A divider is a series of subtractions and multiplexers that select the value for the next step. If it is done purely combinatorially, then the critical path through all of this logic is quite long (even with carry lookahead on the subtractors) and the clock cycle must be very slow.
But the process is easy to pipeline, and the number of pipeline stages you can use is fairly arbitrary. You could insert a pipeline register after each subtract-mux pair, or you might choose to do two or more subtract-mux stages per pipeline register (two seems to be the default). You could even go so far as to pipeline the subtracts and the muxes separately (or even pipeline within each subtract) in order to get the fastest possible clock speed, but this would be rather extreme.
The more pipeline registers you use, the shorter the critical path (and the clock period) can be, but you use more resources (the registers). Also, the overall latency goes up, since you need to account for the setup and propagation times of the pipeline registers in the clock period (in addition to the subtract-mux logic delays).

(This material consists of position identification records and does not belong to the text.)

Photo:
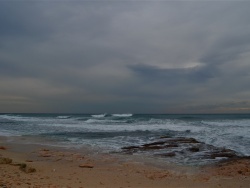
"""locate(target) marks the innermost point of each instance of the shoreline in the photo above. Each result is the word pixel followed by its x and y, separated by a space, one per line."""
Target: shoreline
pixel 62 167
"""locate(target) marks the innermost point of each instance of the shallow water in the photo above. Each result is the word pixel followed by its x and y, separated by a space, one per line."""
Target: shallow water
pixel 111 132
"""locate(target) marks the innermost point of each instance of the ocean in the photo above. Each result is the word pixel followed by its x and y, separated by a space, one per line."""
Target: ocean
pixel 182 138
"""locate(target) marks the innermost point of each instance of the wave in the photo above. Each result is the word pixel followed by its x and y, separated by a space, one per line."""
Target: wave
pixel 63 117
pixel 99 115
pixel 103 121
pixel 122 115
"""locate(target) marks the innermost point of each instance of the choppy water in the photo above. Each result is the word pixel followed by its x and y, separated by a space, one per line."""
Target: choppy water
pixel 111 132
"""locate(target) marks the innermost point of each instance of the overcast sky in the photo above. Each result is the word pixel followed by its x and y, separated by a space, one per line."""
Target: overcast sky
pixel 125 56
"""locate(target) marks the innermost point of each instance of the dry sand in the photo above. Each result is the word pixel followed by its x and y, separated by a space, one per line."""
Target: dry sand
pixel 57 167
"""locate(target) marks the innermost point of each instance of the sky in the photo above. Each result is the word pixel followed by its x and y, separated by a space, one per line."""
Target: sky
pixel 124 56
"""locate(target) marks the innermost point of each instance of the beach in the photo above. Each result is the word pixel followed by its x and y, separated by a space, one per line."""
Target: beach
pixel 40 165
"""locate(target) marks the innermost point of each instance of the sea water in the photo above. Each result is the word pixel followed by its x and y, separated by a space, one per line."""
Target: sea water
pixel 111 132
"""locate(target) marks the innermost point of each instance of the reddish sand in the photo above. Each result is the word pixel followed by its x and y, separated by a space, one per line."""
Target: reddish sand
pixel 63 168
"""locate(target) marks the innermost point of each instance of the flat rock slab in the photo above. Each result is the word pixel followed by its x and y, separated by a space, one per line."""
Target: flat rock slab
pixel 182 148
pixel 86 166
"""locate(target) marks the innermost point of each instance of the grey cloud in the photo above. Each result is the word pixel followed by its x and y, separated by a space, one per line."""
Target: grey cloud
pixel 124 56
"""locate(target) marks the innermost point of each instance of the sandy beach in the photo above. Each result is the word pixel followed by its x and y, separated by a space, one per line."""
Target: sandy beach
pixel 27 165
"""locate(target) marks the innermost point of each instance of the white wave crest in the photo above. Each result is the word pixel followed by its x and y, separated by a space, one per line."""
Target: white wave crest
pixel 99 115
pixel 122 115
pixel 63 117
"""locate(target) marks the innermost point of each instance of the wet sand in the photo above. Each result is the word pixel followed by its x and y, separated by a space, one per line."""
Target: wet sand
pixel 59 167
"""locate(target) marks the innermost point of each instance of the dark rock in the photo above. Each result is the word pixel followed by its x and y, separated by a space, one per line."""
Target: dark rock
pixel 185 140
pixel 194 149
pixel 154 143
pixel 86 166
pixel 171 154
pixel 131 147
pixel 3 148
pixel 152 147
pixel 4 160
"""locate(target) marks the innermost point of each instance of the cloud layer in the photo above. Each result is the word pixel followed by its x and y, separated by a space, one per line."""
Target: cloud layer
pixel 124 56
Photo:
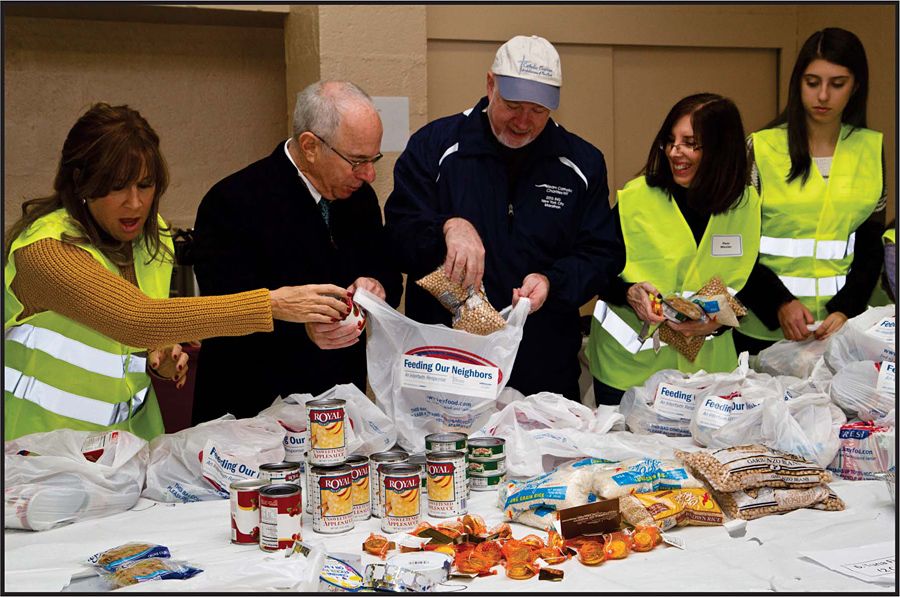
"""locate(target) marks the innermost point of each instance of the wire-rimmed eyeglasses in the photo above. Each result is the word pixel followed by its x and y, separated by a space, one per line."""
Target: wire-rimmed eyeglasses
pixel 354 164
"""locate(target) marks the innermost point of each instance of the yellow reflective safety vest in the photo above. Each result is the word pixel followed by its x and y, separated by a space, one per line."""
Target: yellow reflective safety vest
pixel 660 248
pixel 808 230
pixel 59 373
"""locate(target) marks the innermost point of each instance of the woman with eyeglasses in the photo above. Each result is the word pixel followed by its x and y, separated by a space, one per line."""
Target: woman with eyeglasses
pixel 87 273
pixel 820 175
pixel 689 217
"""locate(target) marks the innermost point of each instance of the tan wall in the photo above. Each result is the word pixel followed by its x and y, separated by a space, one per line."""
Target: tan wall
pixel 218 82
pixel 214 94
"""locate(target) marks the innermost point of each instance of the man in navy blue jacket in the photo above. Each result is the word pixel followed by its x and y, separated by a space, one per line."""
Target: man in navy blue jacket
pixel 503 194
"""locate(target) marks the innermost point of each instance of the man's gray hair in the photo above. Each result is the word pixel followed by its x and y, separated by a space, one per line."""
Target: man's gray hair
pixel 319 106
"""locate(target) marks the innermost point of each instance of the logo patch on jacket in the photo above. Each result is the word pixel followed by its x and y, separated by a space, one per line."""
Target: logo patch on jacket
pixel 555 198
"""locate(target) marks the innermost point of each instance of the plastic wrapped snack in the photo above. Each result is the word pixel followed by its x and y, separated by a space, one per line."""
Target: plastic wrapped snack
pixel 762 501
pixel 472 312
pixel 751 466
pixel 563 487
pixel 150 569
pixel 640 475
pixel 115 557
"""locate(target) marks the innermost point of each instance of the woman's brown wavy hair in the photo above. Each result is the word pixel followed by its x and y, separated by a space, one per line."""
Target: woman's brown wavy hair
pixel 110 147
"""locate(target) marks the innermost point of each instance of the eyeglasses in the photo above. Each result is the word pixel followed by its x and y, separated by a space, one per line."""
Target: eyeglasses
pixel 355 165
pixel 689 146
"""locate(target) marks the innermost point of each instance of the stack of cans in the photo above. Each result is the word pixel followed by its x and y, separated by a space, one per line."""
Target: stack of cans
pixel 486 463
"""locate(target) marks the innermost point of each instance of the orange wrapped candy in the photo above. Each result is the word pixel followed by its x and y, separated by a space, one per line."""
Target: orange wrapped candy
pixel 617 545
pixel 591 553
pixel 521 570
pixel 645 538
pixel 377 545
pixel 474 524
pixel 491 550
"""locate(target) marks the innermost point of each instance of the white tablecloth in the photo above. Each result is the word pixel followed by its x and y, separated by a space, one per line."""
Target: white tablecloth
pixel 766 558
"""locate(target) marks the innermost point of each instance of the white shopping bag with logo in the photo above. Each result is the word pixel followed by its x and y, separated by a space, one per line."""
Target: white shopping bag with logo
pixel 431 378
pixel 368 429
pixel 64 476
pixel 200 463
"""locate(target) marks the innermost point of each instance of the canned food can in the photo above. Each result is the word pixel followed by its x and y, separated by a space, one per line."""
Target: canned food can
pixel 446 473
pixel 486 482
pixel 445 442
pixel 280 519
pixel 326 443
pixel 486 448
pixel 375 461
pixel 245 510
pixel 486 467
pixel 332 487
pixel 280 472
pixel 306 485
pixel 419 460
pixel 361 494
pixel 400 486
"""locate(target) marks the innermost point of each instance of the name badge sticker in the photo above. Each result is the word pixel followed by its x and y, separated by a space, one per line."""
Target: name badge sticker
pixel 727 245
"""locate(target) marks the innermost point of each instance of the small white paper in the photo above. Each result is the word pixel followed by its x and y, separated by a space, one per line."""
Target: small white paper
pixel 870 563
pixel 394 112
pixel 887 374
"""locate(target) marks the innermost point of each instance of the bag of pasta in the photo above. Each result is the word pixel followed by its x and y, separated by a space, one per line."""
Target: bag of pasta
pixel 472 312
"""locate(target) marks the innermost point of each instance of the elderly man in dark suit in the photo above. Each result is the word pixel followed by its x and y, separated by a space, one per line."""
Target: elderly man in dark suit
pixel 304 214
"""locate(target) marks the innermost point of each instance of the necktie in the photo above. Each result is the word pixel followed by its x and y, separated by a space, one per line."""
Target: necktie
pixel 325 208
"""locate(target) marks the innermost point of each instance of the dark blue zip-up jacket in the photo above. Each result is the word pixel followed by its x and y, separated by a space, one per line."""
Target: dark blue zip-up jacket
pixel 557 223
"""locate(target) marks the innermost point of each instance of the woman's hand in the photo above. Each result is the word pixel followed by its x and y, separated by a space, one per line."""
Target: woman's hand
pixel 311 303
pixel 695 328
pixel 832 323
pixel 638 297
pixel 794 318
pixel 170 362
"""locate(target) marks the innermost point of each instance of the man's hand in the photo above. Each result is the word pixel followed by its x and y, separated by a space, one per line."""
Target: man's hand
pixel 794 317
pixel 465 253
pixel 170 362
pixel 638 297
pixel 331 336
pixel 535 287
pixel 370 284
pixel 832 323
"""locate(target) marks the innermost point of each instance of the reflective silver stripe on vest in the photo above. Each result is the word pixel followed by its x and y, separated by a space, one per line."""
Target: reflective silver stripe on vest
pixel 807 286
pixel 616 327
pixel 70 405
pixel 77 353
pixel 577 170
pixel 450 150
pixel 807 247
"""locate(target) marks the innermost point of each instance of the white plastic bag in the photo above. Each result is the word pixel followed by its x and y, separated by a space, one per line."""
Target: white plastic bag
pixel 200 463
pixel 866 449
pixel 865 389
pixel 866 337
pixel 369 429
pixel 430 378
pixel 63 476
pixel 787 357
pixel 559 429
pixel 808 426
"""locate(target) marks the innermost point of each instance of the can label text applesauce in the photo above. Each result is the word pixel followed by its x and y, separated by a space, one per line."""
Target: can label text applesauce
pixel 326 444
pixel 280 518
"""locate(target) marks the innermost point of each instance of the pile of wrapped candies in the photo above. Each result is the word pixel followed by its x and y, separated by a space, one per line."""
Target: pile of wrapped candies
pixel 477 550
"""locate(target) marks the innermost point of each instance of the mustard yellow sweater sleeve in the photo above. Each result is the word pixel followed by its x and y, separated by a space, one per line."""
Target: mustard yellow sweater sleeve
pixel 56 276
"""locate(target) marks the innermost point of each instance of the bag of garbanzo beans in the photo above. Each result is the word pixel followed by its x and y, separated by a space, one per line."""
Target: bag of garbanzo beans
pixel 472 312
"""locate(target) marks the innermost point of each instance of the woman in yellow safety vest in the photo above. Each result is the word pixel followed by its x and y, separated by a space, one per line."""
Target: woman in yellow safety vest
pixel 820 175
pixel 86 283
pixel 690 217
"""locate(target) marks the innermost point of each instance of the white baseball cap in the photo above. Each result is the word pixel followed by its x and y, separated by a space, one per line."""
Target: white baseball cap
pixel 527 69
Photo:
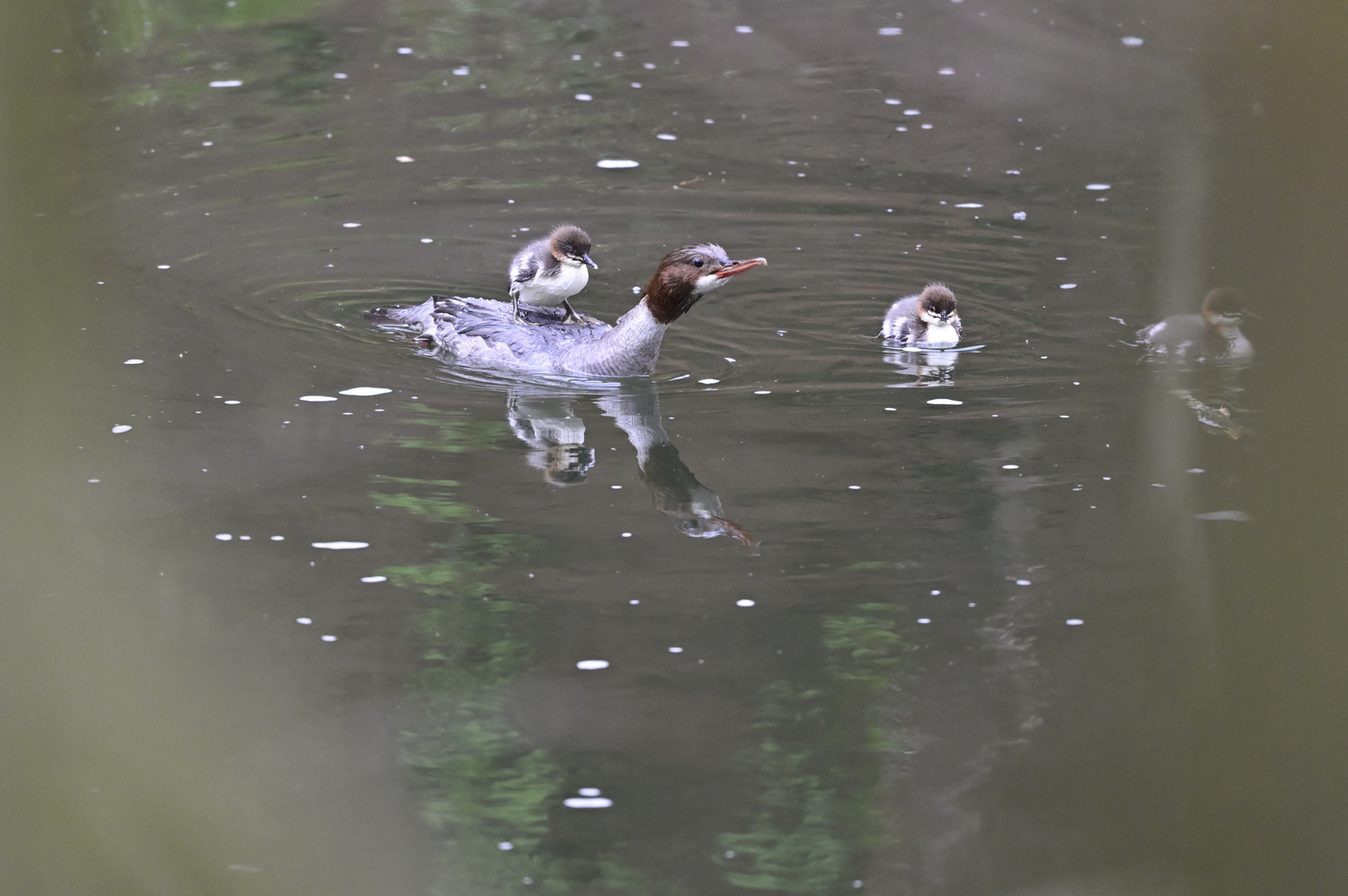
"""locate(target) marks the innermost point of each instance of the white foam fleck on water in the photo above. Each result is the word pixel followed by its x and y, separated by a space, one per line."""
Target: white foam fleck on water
pixel 1228 516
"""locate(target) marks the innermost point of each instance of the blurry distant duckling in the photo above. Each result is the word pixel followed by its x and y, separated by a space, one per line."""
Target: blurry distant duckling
pixel 928 319
pixel 1211 336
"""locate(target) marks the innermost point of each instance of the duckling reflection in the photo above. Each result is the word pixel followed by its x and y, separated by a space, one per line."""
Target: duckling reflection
pixel 929 368
pixel 549 425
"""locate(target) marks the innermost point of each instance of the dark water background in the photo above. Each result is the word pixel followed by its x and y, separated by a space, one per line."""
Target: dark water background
pixel 991 648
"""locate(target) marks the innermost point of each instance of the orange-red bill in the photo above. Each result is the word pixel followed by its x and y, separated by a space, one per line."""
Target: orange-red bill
pixel 739 267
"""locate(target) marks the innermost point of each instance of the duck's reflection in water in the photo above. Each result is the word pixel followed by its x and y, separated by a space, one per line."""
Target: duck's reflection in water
pixel 928 367
pixel 549 425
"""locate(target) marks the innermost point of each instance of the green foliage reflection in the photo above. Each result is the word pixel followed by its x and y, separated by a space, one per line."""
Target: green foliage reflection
pixel 817 763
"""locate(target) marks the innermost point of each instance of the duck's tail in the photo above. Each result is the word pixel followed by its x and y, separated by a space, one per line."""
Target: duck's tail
pixel 418 315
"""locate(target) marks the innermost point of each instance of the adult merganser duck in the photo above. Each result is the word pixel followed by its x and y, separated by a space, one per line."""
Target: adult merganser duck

This gets multiplied by the number of pipeline stages in order to compute the total latency.
This is why they give you control of this parameter — it's so you can select the correct tradeoff for your particular application.
Note that regardless of the value of this parameter, with this module, you get one result per clock cycle. If you don't need this level of performance, you'd use a different module that computes the quotient serially, one (or possibly more than one) bit at a time.